The song "is a forgery -- plagiarized from plaintiff Josh Stone who wrote, recorded and published the nearly identical original work 'You Need It, I Got It' ... approximately two years earlier," alleges a lawsuit filed Friday in US District Court for the Southern District of New York.
It names Grande and seven other writers as defendants, along with several publishing companies involved in the song, including Universal Music Group.
Grande is up for five awards at the January 26 Grammys, including record of the year for "7 Rings."
Stone is a hip-hop artist and producer who goes by the stage name "DOT."
According to the lawsuit, a "comparative analysis of the beat, lyrics, hook, rhythmic structure, metrical placement and narrative context -- by musicology experts or everyday listeners alike -- demonstrates clearly and convincingly that 7 RINGS copied I GOT IT."

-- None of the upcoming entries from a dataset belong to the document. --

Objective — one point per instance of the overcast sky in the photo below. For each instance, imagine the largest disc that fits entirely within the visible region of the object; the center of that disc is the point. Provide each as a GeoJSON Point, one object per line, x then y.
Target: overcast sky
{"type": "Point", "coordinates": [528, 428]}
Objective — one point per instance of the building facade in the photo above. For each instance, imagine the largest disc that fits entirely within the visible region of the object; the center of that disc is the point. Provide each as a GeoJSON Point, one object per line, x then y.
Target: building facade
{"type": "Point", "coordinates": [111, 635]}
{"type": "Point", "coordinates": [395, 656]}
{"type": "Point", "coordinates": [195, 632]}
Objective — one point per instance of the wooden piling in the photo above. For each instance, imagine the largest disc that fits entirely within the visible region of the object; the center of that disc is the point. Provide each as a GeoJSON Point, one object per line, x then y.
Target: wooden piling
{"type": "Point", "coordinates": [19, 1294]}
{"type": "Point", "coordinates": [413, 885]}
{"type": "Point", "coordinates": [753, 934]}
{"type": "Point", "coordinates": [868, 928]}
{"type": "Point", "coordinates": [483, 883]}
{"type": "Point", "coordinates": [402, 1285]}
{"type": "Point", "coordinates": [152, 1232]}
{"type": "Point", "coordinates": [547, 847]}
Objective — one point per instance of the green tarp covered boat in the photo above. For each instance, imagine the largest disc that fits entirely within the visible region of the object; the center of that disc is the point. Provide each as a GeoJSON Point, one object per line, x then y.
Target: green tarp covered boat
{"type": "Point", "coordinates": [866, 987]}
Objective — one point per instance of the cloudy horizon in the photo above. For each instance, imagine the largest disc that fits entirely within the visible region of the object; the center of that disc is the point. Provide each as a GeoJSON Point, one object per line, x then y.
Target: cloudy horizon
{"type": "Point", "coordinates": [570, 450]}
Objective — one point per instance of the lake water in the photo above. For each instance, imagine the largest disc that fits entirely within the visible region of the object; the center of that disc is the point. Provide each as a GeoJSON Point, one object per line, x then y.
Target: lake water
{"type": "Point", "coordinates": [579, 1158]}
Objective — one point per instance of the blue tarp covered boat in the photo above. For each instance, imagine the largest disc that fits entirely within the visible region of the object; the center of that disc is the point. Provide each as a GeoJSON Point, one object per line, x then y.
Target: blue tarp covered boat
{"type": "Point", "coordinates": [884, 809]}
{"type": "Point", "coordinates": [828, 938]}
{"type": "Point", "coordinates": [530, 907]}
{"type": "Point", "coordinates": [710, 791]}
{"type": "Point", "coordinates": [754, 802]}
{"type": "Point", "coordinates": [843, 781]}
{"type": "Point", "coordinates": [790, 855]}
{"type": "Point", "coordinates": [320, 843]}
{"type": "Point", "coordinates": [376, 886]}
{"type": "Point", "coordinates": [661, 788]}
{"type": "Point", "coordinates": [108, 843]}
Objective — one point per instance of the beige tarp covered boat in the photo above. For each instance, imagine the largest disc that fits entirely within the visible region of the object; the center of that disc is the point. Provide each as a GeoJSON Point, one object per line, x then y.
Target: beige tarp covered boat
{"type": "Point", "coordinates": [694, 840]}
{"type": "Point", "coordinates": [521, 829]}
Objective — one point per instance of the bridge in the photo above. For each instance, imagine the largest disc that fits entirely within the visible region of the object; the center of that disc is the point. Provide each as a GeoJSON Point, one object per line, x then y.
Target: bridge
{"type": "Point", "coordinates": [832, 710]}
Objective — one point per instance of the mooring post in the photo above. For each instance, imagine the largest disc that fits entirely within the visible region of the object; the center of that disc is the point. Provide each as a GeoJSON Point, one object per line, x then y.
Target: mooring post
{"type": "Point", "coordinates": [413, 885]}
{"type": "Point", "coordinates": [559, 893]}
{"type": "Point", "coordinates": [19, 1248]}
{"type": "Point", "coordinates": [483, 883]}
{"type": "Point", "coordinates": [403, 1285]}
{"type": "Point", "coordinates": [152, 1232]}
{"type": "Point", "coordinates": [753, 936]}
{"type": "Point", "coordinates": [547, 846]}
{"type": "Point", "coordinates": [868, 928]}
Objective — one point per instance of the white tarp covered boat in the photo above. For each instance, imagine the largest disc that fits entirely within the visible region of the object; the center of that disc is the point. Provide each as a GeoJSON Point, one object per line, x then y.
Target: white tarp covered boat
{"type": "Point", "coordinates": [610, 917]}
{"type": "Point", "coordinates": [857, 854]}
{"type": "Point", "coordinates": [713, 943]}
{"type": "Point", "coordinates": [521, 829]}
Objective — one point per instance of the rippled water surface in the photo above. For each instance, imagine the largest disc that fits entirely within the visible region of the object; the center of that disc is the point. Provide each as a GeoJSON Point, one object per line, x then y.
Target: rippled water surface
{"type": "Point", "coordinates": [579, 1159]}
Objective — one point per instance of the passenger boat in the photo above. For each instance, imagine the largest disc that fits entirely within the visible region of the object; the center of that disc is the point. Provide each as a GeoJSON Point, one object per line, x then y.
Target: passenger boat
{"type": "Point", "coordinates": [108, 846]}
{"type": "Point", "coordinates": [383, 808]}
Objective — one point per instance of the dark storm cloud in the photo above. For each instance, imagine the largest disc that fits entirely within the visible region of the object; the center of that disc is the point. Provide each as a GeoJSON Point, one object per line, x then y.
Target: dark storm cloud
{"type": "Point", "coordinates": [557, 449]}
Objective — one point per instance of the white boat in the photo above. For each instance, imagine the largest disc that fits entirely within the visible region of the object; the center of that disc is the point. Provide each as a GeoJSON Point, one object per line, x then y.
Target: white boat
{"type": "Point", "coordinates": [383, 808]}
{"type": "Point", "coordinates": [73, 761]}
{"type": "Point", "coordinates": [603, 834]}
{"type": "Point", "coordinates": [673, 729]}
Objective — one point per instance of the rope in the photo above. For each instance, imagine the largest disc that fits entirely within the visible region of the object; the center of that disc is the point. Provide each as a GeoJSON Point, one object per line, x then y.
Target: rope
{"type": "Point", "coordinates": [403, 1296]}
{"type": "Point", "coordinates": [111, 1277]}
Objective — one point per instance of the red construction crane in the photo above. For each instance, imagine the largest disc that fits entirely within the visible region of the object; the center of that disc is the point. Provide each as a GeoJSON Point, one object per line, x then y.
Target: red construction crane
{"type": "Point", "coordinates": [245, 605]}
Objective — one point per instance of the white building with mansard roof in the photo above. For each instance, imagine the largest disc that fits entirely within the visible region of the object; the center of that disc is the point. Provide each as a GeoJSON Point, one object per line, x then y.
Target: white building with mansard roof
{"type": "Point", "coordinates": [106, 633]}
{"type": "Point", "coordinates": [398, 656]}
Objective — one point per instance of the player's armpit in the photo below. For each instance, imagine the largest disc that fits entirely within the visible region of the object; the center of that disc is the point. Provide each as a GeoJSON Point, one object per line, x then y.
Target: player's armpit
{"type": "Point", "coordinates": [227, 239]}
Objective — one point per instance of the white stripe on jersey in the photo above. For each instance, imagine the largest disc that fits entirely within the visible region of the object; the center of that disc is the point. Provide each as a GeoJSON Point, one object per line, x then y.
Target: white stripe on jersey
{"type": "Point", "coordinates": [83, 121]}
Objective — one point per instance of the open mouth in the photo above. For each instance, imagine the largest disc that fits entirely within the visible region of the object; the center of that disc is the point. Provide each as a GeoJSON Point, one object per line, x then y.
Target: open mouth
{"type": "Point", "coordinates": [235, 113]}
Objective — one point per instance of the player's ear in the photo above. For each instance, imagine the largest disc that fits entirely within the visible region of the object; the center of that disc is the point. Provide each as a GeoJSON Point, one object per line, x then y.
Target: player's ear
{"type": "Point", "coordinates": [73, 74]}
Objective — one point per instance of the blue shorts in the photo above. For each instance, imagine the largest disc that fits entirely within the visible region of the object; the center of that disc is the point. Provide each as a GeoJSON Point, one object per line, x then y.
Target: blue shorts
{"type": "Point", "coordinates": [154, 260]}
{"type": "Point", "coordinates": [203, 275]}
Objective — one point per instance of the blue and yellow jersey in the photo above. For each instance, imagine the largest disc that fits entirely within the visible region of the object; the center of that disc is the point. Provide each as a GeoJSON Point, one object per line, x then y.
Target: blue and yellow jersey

The suit says the songs are clearly similar. "Literally, every single one of the 39 respective notes of 7 RINGS is identical with the 39 notes of I GOT IT from a metrical placement perspective," it says.
Here are videos accompanying each song.
A No. 1 smash released in January 2019, "7 Rings" uses the melody of "My Favorite Things" by Richard Rodgers and Oscar Hammerstein II from "The Sound of Music." The cut has 10 credited songwriters, including the Broadway duo and Grande.
The suit does not name Rodgers and Hammerstein or mention "My Favorite Things."
The suit alleges that during a meeting with Universal Music Group in June 2017, Stone played several tracks, including "I Got It."
Stone says that one of the defendants, Thomas Lee Brown, is a music producer who worked with Grande on at least five studio albums and was at the meeting.
The suit quotes Brown as telling Stone, he "enjoyed I Got It very much and was interested in exploring opportunities to work together."
Instead, the suit says, Brown simply took "I Got It" to Grande and the other defendants and repackaged it into the hit.
It says the defendants, "individually and collectively, have generated substantial revenue from the exploitation of the infringing works ... and have actively participated in a scheme aiding, inducing, and contributing to copyright infringement."
Stone's attorney, Tamir Young, told CNN in a statement "This lawsuit is about protecting artists and their work."
"Josh's song was taken and used without his consent, without his knowledge and without a license. Many people made a lot of money on Josh's work. And that is wrong," the statement said. "It is copyright infringement."
CNN has reached out to Thomas and reps for Grande and Universal Music Group for comment.